Lendo a edição de aniversário da revista Fluir, que neste mês completa 21 anos, me lembrei da oportunidade que tive de estar presente na edição número 1 da revista como fotógrafo e surfista.

 

Em 1982, com 18 anos, já há seis anos surfando com pranchas de fibra (pois inicialmente aprendi a pegar onda em pranchas de isopor), fui com meu amigo e surfista Mike, fabricante na época das pranchas Summer Birds, para Recife para surfar nos beach-breaks e reef-breaks da região.

 

Ficamos hospedados na casa de Pedro Reitler, recém-falecido, e que na época era um desbravador do litoral pernambucano. São várias as lembranças daqueles tempos.

 

Numa delas, lembro-me de que na casa da mãe do Pedro havia muitos coqueiros e que nós bebíamos muita água de côco. Cara, eu estava maravilhado com aquela dádiva, mas de tanto beber aquela água de côco desde o café da manhã, tive um desarranjo intestinal e tanto.

 

Motaury experimenta o drop na onda selvagem. Foto: Mike.
O surf em Recife era praticado por poucos e fomos muito bem recepcionados (uma das características marcantes do amigável povo nordestino). Surfamos em áreas onde hoje os tubarões nos devorariam, como no “Abreus” (acho que é assim que se escreve). Mas o foco deste relato é outra onda, chamada Arrisca-Tudo.

 

O Pedro tinha um rancho na praia da Galheta, ao lado de Gaibú. No seu bugue, passamos por vários atoleiros desde Piedade até lá. Foi uma aventura e tanto, a gente com as pranchas, mochilas e dentro do peito aquele sonho de viver a aventura do surf selvagem, da descoberta, do desconhecido.

 

O rancho era bem modesto mesmo. Dormíamos em redes e não tinha luz elétrica. As histórias sobre o pico rondavam nossa mente. Ali era um local para poucos, e uma onda rara estava bem à nossa frente.

 

O nome do pico não dado à toa. Foto: Motaury Porto.
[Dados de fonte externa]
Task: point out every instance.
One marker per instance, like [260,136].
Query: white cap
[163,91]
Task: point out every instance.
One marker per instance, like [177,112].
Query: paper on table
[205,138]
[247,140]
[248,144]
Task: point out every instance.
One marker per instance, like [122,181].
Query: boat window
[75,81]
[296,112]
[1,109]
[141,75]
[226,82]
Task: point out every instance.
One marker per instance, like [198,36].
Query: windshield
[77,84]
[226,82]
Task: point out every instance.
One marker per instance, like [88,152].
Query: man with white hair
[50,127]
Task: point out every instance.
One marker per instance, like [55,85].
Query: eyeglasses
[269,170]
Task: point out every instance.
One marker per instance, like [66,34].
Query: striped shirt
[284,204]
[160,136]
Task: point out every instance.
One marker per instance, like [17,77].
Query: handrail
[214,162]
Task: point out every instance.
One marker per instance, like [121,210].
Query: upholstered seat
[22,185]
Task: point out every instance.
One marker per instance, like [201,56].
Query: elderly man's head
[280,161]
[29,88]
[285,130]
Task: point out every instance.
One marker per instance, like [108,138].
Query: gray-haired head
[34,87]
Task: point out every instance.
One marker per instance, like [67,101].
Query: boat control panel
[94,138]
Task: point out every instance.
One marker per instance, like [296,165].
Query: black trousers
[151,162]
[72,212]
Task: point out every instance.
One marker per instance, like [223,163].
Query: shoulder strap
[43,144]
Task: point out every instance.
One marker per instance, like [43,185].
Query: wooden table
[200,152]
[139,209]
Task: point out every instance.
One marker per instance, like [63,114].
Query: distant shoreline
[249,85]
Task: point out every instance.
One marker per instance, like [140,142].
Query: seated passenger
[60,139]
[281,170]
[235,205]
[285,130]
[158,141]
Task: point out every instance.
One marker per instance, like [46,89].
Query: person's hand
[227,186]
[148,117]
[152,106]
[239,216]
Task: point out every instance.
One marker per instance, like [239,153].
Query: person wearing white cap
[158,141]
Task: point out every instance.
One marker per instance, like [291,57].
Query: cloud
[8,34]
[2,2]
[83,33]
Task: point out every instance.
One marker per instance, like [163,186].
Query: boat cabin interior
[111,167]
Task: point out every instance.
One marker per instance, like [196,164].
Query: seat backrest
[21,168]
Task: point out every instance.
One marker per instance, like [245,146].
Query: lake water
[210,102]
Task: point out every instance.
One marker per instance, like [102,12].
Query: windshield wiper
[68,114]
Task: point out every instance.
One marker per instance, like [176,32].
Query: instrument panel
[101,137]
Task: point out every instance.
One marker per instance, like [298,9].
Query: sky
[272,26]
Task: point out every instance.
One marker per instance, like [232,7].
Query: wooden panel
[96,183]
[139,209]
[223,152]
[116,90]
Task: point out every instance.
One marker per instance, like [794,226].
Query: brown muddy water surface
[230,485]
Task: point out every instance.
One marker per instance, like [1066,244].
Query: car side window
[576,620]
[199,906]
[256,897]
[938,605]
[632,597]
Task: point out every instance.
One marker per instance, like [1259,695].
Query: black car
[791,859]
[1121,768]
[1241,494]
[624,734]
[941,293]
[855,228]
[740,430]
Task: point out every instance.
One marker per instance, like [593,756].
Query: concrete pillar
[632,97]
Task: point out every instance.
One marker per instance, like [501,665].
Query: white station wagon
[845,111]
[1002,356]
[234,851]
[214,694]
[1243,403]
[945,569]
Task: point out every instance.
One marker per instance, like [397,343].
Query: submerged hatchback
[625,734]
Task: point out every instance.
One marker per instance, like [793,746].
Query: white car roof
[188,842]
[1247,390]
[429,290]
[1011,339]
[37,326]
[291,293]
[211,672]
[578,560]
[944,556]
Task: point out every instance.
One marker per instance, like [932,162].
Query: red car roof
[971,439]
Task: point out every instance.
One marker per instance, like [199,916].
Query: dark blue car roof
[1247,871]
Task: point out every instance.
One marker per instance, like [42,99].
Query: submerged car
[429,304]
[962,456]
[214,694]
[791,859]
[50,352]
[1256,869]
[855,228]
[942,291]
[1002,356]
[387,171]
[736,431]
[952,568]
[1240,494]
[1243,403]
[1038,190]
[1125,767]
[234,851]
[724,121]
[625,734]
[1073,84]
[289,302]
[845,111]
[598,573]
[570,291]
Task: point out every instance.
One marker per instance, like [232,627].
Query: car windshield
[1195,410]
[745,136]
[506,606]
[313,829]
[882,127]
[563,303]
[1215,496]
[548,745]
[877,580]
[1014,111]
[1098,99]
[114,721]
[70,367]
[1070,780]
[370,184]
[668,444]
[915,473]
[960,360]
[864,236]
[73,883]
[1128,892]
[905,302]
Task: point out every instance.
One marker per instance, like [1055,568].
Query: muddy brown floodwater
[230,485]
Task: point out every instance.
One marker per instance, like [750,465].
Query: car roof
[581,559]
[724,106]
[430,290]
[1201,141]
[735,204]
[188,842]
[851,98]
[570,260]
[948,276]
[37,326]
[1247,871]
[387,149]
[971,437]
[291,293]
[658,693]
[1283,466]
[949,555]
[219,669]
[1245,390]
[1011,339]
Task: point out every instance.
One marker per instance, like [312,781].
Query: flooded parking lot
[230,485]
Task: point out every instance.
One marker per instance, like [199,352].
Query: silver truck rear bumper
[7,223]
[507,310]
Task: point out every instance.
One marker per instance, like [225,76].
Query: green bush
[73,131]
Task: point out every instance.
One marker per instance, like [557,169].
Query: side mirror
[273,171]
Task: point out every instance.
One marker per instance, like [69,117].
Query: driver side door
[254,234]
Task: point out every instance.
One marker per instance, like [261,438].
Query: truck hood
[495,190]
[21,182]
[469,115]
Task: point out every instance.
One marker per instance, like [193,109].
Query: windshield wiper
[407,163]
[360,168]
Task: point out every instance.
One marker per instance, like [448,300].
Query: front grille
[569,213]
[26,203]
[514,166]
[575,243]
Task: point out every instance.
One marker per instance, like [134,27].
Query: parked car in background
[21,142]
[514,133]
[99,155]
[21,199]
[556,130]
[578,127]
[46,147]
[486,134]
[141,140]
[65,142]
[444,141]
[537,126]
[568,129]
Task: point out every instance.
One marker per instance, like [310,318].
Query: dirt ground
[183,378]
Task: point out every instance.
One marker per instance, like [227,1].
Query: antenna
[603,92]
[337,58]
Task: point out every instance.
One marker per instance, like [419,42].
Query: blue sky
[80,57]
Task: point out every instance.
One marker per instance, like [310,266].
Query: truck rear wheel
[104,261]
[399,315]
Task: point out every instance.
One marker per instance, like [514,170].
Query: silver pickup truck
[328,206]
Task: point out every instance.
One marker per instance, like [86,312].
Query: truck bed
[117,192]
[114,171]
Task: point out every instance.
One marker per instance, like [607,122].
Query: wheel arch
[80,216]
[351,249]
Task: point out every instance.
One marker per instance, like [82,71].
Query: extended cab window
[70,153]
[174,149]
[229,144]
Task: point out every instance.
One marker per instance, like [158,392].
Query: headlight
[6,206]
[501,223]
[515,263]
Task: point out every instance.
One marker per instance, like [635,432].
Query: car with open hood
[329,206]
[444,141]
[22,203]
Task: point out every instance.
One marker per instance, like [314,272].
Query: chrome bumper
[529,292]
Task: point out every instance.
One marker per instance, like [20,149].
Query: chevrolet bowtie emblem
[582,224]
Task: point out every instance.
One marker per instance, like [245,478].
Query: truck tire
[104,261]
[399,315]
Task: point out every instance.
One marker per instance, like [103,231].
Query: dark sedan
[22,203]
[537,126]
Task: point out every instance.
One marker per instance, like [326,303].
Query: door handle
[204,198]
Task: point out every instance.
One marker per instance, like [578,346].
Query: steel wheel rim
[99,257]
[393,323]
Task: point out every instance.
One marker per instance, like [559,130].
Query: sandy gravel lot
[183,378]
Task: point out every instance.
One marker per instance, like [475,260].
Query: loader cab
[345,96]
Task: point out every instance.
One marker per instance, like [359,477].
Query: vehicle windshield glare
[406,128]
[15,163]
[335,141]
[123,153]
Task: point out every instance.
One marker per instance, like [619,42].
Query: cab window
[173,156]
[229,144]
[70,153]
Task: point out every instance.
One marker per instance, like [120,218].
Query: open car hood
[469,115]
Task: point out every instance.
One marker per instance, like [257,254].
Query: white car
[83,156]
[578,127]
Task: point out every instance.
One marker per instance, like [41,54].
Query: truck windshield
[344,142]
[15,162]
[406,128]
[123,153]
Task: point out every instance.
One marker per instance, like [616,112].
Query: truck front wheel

Seu nome: Arrisca-Tudo! O nome faz jus à onda. Num fundo de pedras bem raso, na ponta do canto direito da praia da Galheta uma massa de água se debruça, formando um tubo seco e bem perigoso aos desavisados.

 

Ficamos ali durante aproximadamente duas semanas. Íamos à pé, por entre os morros, surfar em Gaibú, comer uma salada de frutas com creme de leite no “Pingüim” e depois um peixe fresco no almoço. A vida passava lentamente, longe da agitação da cidade. Para mim e para o Mike, que morávamos em São Paulo, aquilo era o que de melhor podíamos experimentar.

 

Uma vida simples e descomplicada, barata e saudável. Afinal, este era o porquê de estarmos surfando, achar um escape para aquela vida tumultuada dos “tempos modernos”. Vivíamos o surf style! Fizemos vários amigos, tanto ali como em Recife, onde Mike fazia contatos para sua fábrica de pranchas.

 

Enquanto isso, aguardávamos ansiosos o Arrisca Tudo acordar. A onda não saía de nossa imaginação. O medo também pairava no ar. Júnior, um médico que também surfava aquela onda, mostrava sua cicatriz da operação que fizera depois de fraturar o fêmur em várias partes no pico.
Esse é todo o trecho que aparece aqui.